BitC Language Change History

Version 0.10

June 17, 2006

Jonathan Shapiro, Ph.D., Swaroop Sridhar, Scott Doerrie

Systems Research Laboratory

Dept. of Computer Science
Johns Hopkins University

Abstract

This document describes the various changes that have been made to the BitC specification since its inception. Originally, the list was included in the main specification document, but it has grown to the point where separating it into a separate document became motivated.

1 Changes in version 0.10+

  • Moved to a simplified version of Defrepr based on the scheme proposed by Iavor Diatchki, et. al..

  • Dropped the now depricated (val type) form.

2 Changes in version 0.10

  • New default entry point bitc.main.main.

  • Added closure conversion.

  • Updated identifier syntax for interfaces. Removed import! and provide!.

  • Added beginnings of formal specification section. Captured the complete grammar.

  • Introduced an initial attempt to deal with locations in the specification.

  • Introduced defrepr. Replaced old defunion with a new one that uses field names.

  • Added specification for structure fill fields. Added field names in unions and exceptions. Added switch form that lets these fields be used, replacing case.

  • Removed obsolete convenience syntax for lists.

  • Improved description of union layout, and clarified elided tag rules.

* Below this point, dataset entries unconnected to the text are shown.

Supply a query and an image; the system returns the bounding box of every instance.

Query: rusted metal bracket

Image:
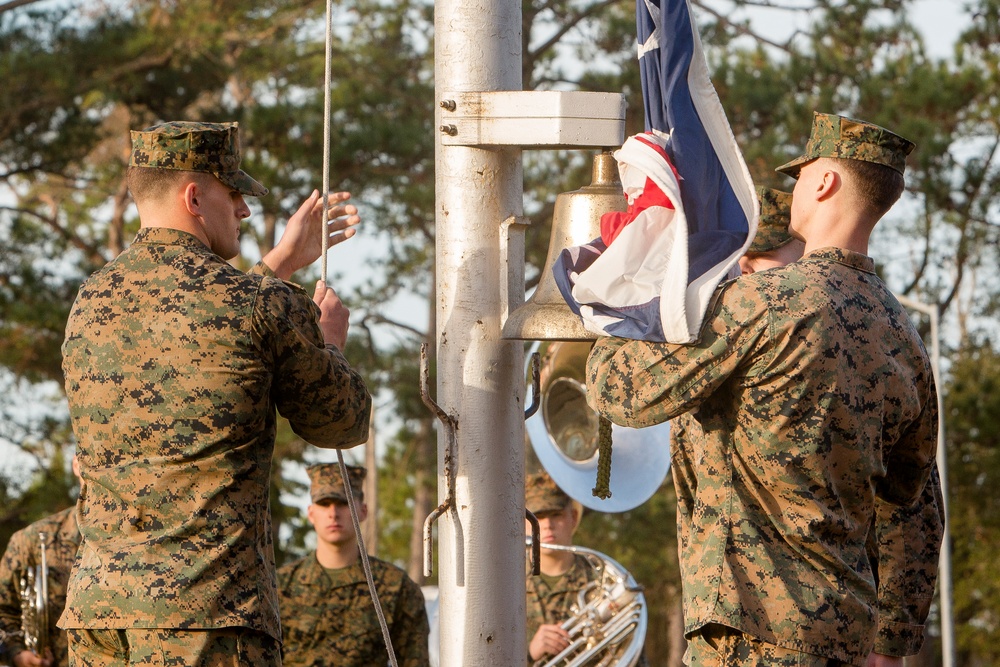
[420,343,459,577]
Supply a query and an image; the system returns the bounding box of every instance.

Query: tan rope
[593,416,613,499]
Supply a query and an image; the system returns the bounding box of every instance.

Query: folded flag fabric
[552,0,758,344]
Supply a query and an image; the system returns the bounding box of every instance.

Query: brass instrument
[526,341,670,513]
[17,531,49,657]
[531,541,647,667]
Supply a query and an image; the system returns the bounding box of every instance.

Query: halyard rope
[322,0,398,663]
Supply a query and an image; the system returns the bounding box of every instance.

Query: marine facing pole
[433,0,527,664]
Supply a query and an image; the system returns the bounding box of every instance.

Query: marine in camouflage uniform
[672,186,802,578]
[278,463,429,667]
[524,472,597,663]
[59,121,371,666]
[0,506,81,667]
[589,113,940,666]
[523,472,649,666]
[748,187,794,253]
[673,182,945,663]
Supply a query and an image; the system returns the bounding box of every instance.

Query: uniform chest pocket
[322,601,386,662]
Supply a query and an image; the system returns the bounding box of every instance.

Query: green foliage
[0,444,77,558]
[944,342,1000,666]
[1,0,999,663]
[374,426,423,569]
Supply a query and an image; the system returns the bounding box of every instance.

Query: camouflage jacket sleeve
[586,283,769,427]
[0,528,30,661]
[875,380,939,507]
[392,574,431,667]
[250,272,371,449]
[869,466,945,656]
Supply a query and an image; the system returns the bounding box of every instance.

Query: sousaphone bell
[504,153,670,512]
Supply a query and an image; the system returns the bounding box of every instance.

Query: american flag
[553,0,757,343]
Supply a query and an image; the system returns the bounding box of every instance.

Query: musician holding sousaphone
[524,472,648,667]
[0,457,83,667]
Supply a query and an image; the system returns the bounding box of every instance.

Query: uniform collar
[132,226,212,252]
[299,551,365,588]
[802,247,876,274]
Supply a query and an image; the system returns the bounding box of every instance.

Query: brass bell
[501,151,626,341]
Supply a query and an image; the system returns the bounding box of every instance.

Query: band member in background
[523,471,648,666]
[278,463,429,667]
[59,121,372,666]
[0,457,83,667]
[524,471,591,663]
[588,113,941,666]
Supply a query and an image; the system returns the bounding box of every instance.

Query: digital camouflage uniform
[866,465,944,655]
[668,171,943,663]
[523,473,648,666]
[524,472,597,648]
[746,187,792,254]
[59,121,372,646]
[525,554,600,655]
[277,555,429,667]
[591,246,938,665]
[588,114,938,666]
[670,412,944,662]
[277,463,429,667]
[669,185,796,579]
[0,507,81,666]
[524,472,598,653]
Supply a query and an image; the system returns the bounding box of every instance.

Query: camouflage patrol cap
[129,121,268,197]
[307,463,366,503]
[525,471,571,514]
[776,112,915,179]
[748,187,793,253]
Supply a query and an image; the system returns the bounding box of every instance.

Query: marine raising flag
[553,0,757,343]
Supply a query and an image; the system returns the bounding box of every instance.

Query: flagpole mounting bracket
[438,91,626,148]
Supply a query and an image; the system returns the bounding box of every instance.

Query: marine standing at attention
[278,463,429,667]
[59,121,372,666]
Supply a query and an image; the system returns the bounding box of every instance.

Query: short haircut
[833,158,906,219]
[126,167,213,205]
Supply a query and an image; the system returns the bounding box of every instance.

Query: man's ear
[182,181,202,217]
[359,502,369,523]
[816,169,841,201]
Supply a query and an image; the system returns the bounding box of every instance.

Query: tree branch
[691,0,797,54]
[0,205,106,265]
[0,0,45,14]
[361,312,426,339]
[528,0,622,66]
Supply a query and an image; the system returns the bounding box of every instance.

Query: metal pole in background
[897,294,955,667]
[433,0,526,664]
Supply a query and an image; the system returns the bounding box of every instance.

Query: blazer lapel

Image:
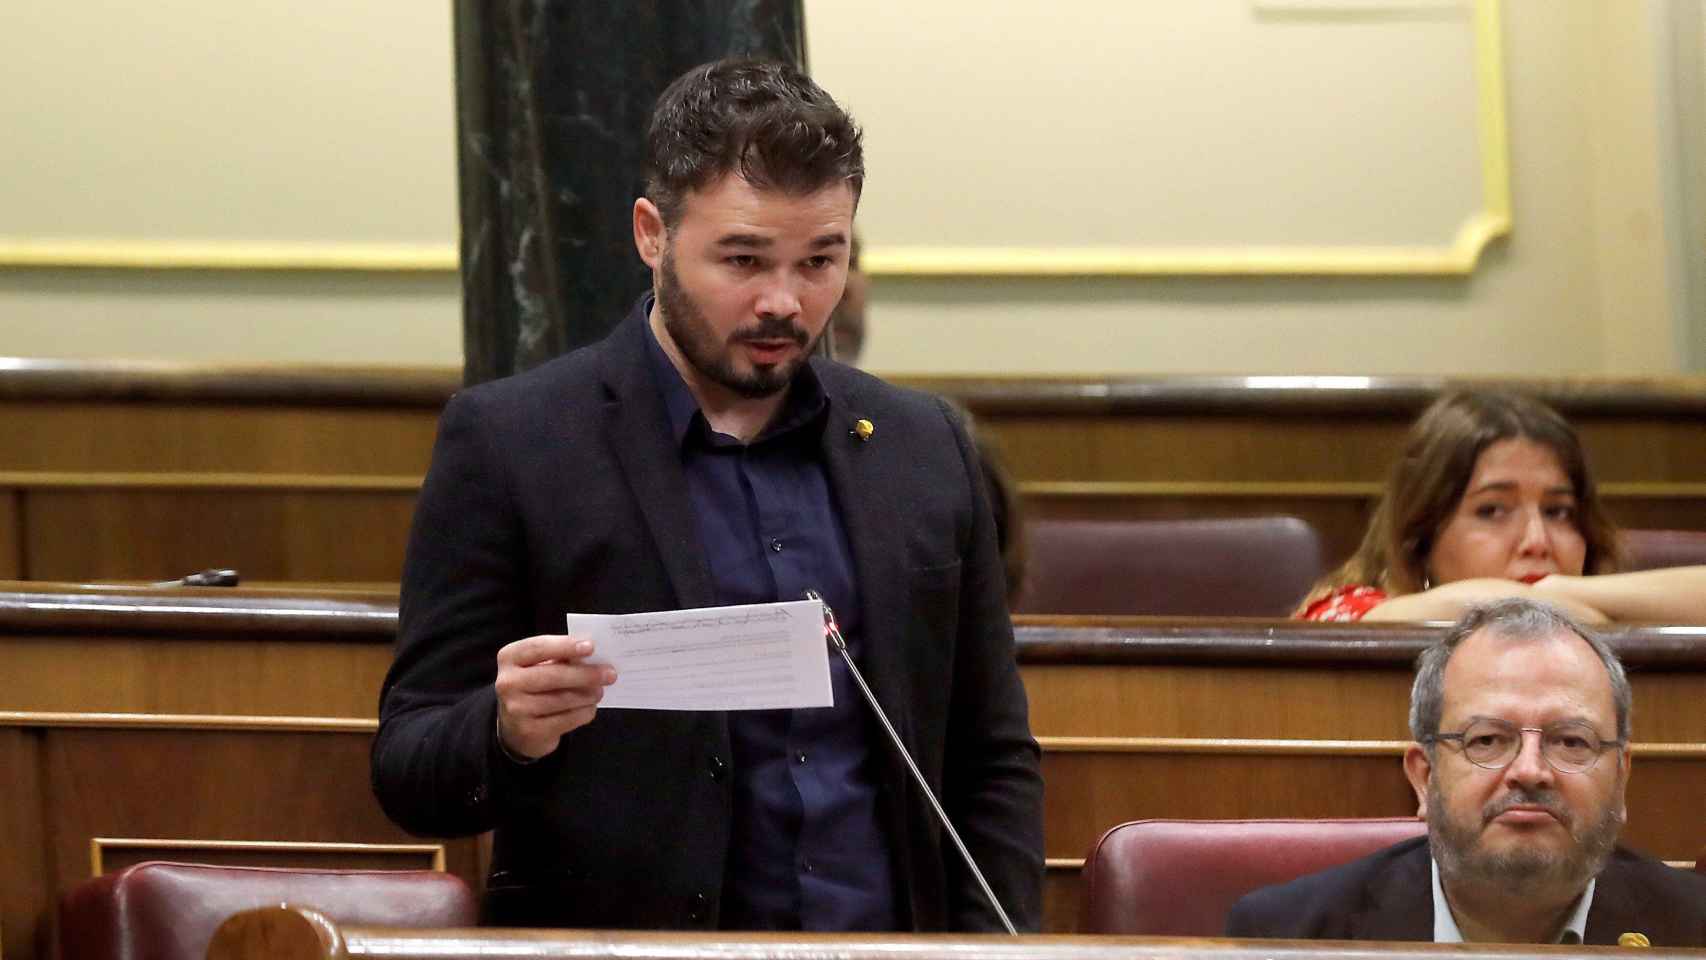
[818,372,910,723]
[599,313,717,612]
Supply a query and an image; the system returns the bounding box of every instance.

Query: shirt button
[802,859,814,873]
[795,752,807,765]
[708,755,727,782]
[769,538,783,552]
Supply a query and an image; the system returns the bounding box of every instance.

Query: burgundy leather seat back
[1015,517,1326,616]
[57,861,476,960]
[1081,817,1426,935]
[1619,529,1706,572]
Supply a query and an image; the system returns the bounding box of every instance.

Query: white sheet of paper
[567,599,833,711]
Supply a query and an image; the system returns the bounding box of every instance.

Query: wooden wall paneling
[0,635,390,718]
[0,728,48,960]
[1602,491,1706,534]
[1574,419,1706,482]
[0,491,20,580]
[21,488,417,583]
[31,727,482,960]
[1624,760,1706,859]
[0,402,440,475]
[981,415,1408,484]
[1042,864,1081,934]
[1021,664,1413,740]
[1039,750,1419,861]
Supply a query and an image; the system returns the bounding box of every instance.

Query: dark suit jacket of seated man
[369,58,1044,933]
[1226,598,1706,946]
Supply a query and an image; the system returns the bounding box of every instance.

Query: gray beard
[1427,778,1621,896]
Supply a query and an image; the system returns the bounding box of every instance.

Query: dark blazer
[371,303,1044,932]
[1226,836,1706,947]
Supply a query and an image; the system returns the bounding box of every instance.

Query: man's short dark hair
[643,58,864,228]
[1408,597,1632,746]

  • Resolved the problem of circular initialization dependency by introducing a requirement that dependencies be (transitively) observably known.

  • Abandoned case! for good.

  • Removed method types now that we have qualified types. Expanded specification of type classes, instances, and qualified types. Defined the resolution rule for ambiguous choices of instance while allowing preferred specializations.

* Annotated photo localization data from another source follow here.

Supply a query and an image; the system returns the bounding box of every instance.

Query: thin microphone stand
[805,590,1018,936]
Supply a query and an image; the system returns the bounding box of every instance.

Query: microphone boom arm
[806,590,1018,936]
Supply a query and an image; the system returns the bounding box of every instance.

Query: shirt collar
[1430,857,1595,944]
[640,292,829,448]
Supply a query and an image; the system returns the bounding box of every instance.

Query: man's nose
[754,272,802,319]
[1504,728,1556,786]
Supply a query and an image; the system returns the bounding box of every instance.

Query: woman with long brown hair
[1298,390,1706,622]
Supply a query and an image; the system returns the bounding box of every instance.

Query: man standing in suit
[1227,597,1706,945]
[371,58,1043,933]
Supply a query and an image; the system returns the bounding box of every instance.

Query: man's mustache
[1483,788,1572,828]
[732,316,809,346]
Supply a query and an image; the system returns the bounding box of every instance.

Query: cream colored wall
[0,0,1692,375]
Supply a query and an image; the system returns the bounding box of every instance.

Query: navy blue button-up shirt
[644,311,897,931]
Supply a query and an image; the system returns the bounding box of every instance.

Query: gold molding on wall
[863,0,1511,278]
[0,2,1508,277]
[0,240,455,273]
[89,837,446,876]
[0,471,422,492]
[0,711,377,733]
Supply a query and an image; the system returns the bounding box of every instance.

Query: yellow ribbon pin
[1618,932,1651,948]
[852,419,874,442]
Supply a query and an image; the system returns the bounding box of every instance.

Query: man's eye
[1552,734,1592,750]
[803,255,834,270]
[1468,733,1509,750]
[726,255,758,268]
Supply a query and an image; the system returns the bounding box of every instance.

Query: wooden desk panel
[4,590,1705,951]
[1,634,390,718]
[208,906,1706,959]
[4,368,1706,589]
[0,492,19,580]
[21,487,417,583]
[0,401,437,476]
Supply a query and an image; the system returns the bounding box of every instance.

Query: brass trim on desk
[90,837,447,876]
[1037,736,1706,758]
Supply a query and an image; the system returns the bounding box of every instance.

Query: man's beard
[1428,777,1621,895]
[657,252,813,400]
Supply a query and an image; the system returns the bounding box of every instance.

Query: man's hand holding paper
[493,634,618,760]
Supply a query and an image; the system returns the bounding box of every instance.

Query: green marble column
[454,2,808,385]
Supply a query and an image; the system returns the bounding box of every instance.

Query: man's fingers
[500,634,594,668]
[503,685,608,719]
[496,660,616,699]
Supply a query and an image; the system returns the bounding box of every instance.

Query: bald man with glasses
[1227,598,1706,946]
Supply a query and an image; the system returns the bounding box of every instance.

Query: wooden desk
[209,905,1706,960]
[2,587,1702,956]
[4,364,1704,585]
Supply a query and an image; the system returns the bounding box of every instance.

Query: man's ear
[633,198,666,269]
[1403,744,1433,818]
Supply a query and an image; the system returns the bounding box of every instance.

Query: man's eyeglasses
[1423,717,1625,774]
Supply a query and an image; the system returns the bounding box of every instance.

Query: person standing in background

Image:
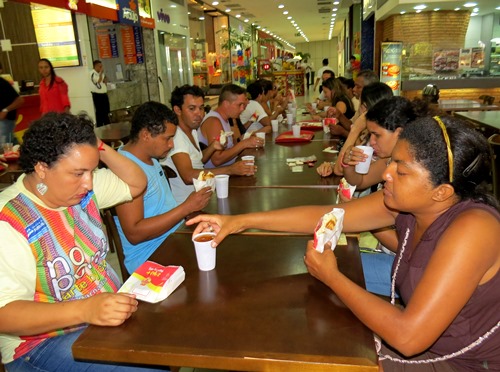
[344,55,357,79]
[313,58,332,93]
[38,58,71,115]
[0,64,24,143]
[90,60,111,127]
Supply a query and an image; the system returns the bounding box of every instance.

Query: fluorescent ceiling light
[413,4,427,10]
[463,2,477,7]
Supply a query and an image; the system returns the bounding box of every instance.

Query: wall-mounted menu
[31,3,80,68]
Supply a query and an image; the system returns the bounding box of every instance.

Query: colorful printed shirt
[0,169,132,364]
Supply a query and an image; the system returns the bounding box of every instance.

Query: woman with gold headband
[188,115,500,370]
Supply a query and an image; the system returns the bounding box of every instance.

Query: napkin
[313,208,345,252]
[193,171,215,192]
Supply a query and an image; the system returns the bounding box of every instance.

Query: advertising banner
[380,42,402,96]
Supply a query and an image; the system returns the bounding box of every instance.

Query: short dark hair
[366,96,417,132]
[322,69,335,79]
[349,55,356,60]
[357,70,379,85]
[170,85,205,109]
[337,76,354,90]
[20,113,97,174]
[246,81,263,100]
[129,101,178,141]
[360,82,393,110]
[93,60,102,67]
[258,79,273,95]
[218,84,246,105]
[401,116,498,209]
[322,58,329,65]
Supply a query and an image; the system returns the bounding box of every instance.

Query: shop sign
[116,0,139,26]
[121,25,143,64]
[156,8,170,23]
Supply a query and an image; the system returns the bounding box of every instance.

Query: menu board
[31,4,80,68]
[380,42,402,96]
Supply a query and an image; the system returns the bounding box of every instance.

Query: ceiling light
[170,4,176,7]
[283,10,288,14]
[278,4,284,8]
[497,6,500,9]
[244,19,249,22]
[257,26,261,29]
[473,7,479,12]
[332,7,338,11]
[471,12,478,16]
[199,16,205,20]
[235,14,241,18]
[400,10,406,14]
[333,1,339,4]
[463,2,477,7]
[287,16,292,19]
[413,4,427,10]
[433,8,440,11]
[225,8,231,12]
[454,7,460,10]
[211,1,219,5]
[416,9,421,13]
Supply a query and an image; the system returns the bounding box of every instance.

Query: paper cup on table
[311,102,317,110]
[214,175,229,198]
[271,119,279,132]
[292,124,301,137]
[286,113,294,125]
[287,103,293,111]
[241,155,255,165]
[354,146,374,174]
[256,132,266,142]
[192,232,217,271]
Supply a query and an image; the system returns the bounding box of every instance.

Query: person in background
[344,55,357,79]
[239,81,271,133]
[0,64,24,143]
[313,58,333,93]
[337,76,357,110]
[309,77,355,127]
[90,60,111,127]
[188,115,500,371]
[38,58,71,115]
[0,113,174,371]
[258,79,286,119]
[163,85,255,204]
[198,84,263,168]
[115,101,211,274]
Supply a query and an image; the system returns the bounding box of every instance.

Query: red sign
[121,25,137,64]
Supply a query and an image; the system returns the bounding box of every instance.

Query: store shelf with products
[490,54,500,76]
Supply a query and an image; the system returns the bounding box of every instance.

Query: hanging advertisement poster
[433,50,459,72]
[380,42,402,96]
[471,47,485,69]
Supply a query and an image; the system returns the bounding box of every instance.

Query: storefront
[151,0,191,104]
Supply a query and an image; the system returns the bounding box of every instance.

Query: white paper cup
[292,124,301,137]
[323,105,330,112]
[192,232,217,271]
[214,175,229,198]
[311,102,317,110]
[241,155,255,165]
[291,107,297,116]
[271,119,279,132]
[286,113,294,125]
[322,119,330,133]
[256,132,266,141]
[354,146,374,174]
[287,103,293,110]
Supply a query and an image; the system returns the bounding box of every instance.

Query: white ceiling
[191,0,499,48]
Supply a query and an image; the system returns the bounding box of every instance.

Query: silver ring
[208,224,214,232]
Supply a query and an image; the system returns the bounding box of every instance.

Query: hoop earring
[36,182,48,196]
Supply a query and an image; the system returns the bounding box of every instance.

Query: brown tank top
[394,200,500,371]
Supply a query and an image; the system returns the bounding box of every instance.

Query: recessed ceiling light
[278,4,284,8]
[211,1,219,5]
[199,16,205,20]
[332,7,338,11]
[283,10,288,14]
[287,16,292,19]
[413,4,427,10]
[257,26,261,29]
[235,14,241,18]
[455,7,460,10]
[225,8,231,12]
[473,7,479,12]
[400,10,406,14]
[416,9,421,13]
[244,19,249,22]
[497,6,500,9]
[434,8,440,11]
[170,4,176,7]
[463,2,477,7]
[333,1,340,4]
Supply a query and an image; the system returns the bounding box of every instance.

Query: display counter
[272,70,305,97]
[401,77,500,102]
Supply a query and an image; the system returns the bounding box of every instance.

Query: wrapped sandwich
[337,178,357,203]
[218,130,233,146]
[313,208,345,252]
[193,171,215,192]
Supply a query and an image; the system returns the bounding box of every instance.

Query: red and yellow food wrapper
[337,178,357,202]
[313,208,345,252]
[193,171,215,192]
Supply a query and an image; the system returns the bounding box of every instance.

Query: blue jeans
[361,252,396,297]
[0,119,15,144]
[5,329,171,372]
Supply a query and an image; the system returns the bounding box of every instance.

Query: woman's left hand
[304,240,339,286]
[343,146,367,166]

  • Clarified definition of white space and end of line processing. Added proper citation for Unicode standard.

  • Introduction and definition of definvariant, defaxiom, deftheory, suspend, disable, and enable.

  • Revised Unicode character literal syntax, dropping the radix syntax in favor of \{U+digits}. Dropped the curly braces around the special forms for non-printing character literals. The old forms will be retired in version 0.11.

  • Revised string backslash embedding rules. Backslash within a string no longer shares a common syntax with character literals. Curly braced forms for non-printing characters in strings will be retired in version 0.11.

  • The following statement from the 0.9 specification has been dropped, and may lead to incompatibilities in transitioning to language version 0.10.

    In general, if #\x is a valid character constant, then "\x" is a single character string consisting of the same character. By far the most common uses of this escaped encoding is to embed the double quote character and the backslash character within a string, but the generalization also permits encoding unicode characters by code point.

3 Changes in version 0.9

Cleaning up a few more loose ends:

  • Removed read-only.

  • Added keyword external to proclaim, along with optional external identifier.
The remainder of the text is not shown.